Submitted by Lance Roberts of STA Wealth Management,
Gone are the days where people looked towards next year when building their portfolios, or five years down the road as they approach retirement. Now from a combination of apprehensiveness and shear paranoia in our unstable markets, investors are looking only as far as they can throw for their personal investment decisions.
In more than 30 years of money management, I’ve never seen such a rapid change in the way people make financial plans. Instead of saving for the future, many are opting for fast gains — yet at the same time they want low risk. Others are playing it completely safe. In fact, in a quarterly poll my firm took, 83% of respondents said they were holding on to their cash versus investing in the stock market.
Why are investors so hesitant to invest when markets are at record highs?
It should come as no surprise that the 2008 financial crisis is still a major factor. As the banks were crumbling, the housing market caved and unemployment rocketed, investors’ confidence sunk.
But in the years that followed, we saw a huge amount of government intervention in the form of various stimulus packages. While some may argue that this stimulus, including the Federal Reserve’s quantitative easing, saved our economy, this injection of billions of dollars each month to buy government bonds has created a dangerous façade of market strength.
This is because although we get a visible boost from QE, these upward swings are merely a temporary high. The public has taken note of the Fed’s parlor trick. An overwhelming 93% of participants in our survey wanted to end QE and let the markets readjust without government support. And we have every reason to worry. By the Fed thinking they can own an entire Treasury market, it is funding a new asset bubble that is at risk of bursting.
What should the Fed be doing to create jobs and economic recovery?
The Fed’s recent decision not to slow its bond purchasing surprised everyone. This move, or lack thereof, only underscores the Fed’s uncertainty about the U.S. economic recovery, making already uneasy investors think twice about throwing their hat — or their money — into the ring. And the fact that in a post-financial crisis world, investors are viewing the U.S. economic climate with a skeptical eye makes it all the more important for financial advisers to adapt to a different economic environment while also managing client psyche.
At STA Wealth Management, we’ve had to accommodate these new lines of thinking by reinventing our investment philosophy. Many of the risk management tools are no longer as useful. For example, in the past we could use the market’s long-term moving averages to determine support and resistance levels. When these levels were broken it was historically indicative of a change in market trend. However, the impact of monetary interventions has rendered many of these longer-term tools ineffective.

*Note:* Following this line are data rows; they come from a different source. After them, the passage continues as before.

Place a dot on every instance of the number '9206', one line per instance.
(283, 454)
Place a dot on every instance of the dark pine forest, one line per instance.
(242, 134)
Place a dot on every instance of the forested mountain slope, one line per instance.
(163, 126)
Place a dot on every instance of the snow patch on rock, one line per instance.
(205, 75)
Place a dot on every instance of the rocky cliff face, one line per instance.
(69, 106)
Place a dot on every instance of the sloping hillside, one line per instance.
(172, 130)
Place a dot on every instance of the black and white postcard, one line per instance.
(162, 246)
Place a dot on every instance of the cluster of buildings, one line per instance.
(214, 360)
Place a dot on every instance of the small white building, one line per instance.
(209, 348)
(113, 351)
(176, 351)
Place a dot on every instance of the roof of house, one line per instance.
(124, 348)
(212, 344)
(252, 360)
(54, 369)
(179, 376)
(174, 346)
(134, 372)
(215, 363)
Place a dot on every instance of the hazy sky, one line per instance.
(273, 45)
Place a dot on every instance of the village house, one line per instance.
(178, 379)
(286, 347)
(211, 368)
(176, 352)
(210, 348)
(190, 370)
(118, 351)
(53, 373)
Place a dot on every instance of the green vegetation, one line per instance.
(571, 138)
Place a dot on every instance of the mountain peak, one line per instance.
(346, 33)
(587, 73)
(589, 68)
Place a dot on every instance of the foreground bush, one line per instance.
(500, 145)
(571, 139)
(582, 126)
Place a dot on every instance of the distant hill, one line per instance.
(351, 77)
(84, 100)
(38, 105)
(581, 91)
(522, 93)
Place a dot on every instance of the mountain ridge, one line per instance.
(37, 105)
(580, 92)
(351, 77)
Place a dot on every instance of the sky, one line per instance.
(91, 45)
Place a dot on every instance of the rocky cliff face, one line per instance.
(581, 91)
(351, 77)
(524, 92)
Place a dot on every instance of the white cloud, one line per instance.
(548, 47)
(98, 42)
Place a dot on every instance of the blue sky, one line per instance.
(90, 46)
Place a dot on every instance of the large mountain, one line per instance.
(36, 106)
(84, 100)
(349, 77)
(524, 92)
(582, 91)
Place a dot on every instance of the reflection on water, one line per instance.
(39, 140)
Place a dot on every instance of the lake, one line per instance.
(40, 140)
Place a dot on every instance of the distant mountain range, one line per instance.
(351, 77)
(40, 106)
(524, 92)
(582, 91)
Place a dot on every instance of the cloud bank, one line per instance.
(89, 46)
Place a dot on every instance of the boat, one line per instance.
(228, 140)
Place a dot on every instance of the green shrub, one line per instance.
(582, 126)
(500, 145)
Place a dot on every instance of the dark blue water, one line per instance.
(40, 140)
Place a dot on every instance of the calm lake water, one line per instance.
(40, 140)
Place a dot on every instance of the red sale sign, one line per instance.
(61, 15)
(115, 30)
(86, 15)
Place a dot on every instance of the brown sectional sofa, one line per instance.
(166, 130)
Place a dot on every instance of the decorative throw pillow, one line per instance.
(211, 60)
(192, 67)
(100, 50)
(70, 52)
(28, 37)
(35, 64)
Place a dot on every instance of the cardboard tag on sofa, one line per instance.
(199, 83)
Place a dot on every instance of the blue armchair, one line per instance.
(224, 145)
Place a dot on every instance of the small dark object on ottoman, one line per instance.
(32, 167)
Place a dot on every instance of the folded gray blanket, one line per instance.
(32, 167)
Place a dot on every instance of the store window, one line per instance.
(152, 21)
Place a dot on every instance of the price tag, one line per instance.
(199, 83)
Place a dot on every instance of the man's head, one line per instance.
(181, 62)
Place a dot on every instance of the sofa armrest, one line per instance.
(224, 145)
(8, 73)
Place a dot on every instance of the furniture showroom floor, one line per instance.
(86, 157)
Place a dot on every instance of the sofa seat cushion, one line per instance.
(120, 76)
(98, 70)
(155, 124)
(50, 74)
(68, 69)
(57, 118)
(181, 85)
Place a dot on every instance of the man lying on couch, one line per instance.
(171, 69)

The same applies to fundamental and inter-market analysis. Correlation between asset classes is high and stocks with low share-floats and poor fundamentals outperform fundamentally sound investments. While we still make fundamentally sound investment decisions, our analysis has had to change to be more accommodative to the increased price volatility of the markets.

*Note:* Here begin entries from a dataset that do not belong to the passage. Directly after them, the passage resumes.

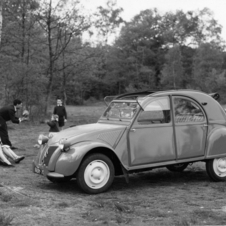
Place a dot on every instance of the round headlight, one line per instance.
(42, 139)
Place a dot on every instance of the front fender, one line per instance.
(217, 143)
(69, 161)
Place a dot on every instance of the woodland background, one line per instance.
(43, 52)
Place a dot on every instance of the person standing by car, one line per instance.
(8, 113)
(60, 110)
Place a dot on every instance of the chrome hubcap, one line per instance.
(97, 174)
(219, 166)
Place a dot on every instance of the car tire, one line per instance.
(216, 169)
(59, 181)
(96, 174)
(180, 167)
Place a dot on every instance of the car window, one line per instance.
(121, 110)
(157, 112)
(186, 110)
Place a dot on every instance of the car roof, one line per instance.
(135, 95)
(213, 109)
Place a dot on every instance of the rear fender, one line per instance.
(69, 161)
(217, 143)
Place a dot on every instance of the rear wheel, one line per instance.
(177, 167)
(95, 174)
(216, 169)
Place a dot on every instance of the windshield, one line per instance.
(121, 110)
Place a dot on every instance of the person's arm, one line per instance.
(50, 123)
(13, 118)
(54, 110)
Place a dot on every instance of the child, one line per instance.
(53, 124)
(6, 151)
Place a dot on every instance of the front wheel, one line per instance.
(216, 169)
(96, 174)
(180, 167)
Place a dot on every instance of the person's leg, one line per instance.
(61, 123)
(3, 158)
(4, 132)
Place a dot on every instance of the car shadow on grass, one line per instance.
(149, 179)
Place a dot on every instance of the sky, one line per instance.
(133, 7)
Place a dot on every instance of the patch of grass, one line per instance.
(62, 205)
(23, 203)
(182, 222)
(6, 197)
(5, 220)
(123, 208)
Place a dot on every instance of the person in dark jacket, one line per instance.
(53, 124)
(8, 113)
(60, 110)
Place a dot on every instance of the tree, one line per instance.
(208, 63)
(173, 71)
(59, 27)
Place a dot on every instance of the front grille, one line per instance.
(48, 154)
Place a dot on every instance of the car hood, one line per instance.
(108, 133)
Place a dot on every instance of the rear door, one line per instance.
(190, 127)
(151, 138)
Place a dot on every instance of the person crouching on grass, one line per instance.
(5, 151)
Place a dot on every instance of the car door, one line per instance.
(190, 127)
(151, 138)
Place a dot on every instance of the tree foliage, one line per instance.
(43, 54)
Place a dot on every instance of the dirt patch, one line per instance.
(156, 197)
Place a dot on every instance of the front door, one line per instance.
(151, 138)
(190, 128)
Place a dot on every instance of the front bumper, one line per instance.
(39, 169)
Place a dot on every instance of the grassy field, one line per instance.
(156, 197)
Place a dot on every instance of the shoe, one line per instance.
(6, 164)
(19, 159)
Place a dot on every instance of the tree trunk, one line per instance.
(1, 4)
(51, 61)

The core fundamentals have changed because of central bank intervention, high-frequency trading and artificially suppressed interest rates. This is coupled with a large, and growing, amount of distrust with Washington. Our STA Wealth Management poll found that 46% of respondents felt that partisan politics were stalling U.S. economic growth.
The public is tired of not seeing solid movement to help our economy recovery in the wake of 2008. In the past five years, all we have been able to sustain is a stagnant unemployment rate and an influx of stimulus packages that are holding our economy together by the bootstraps instead of enabling it to grow on its own.
While we try to find that path to recovery among failed policies, investors are going to continue to gauge their risks and develop a new type of strategy to adapt to an extremely unclear future.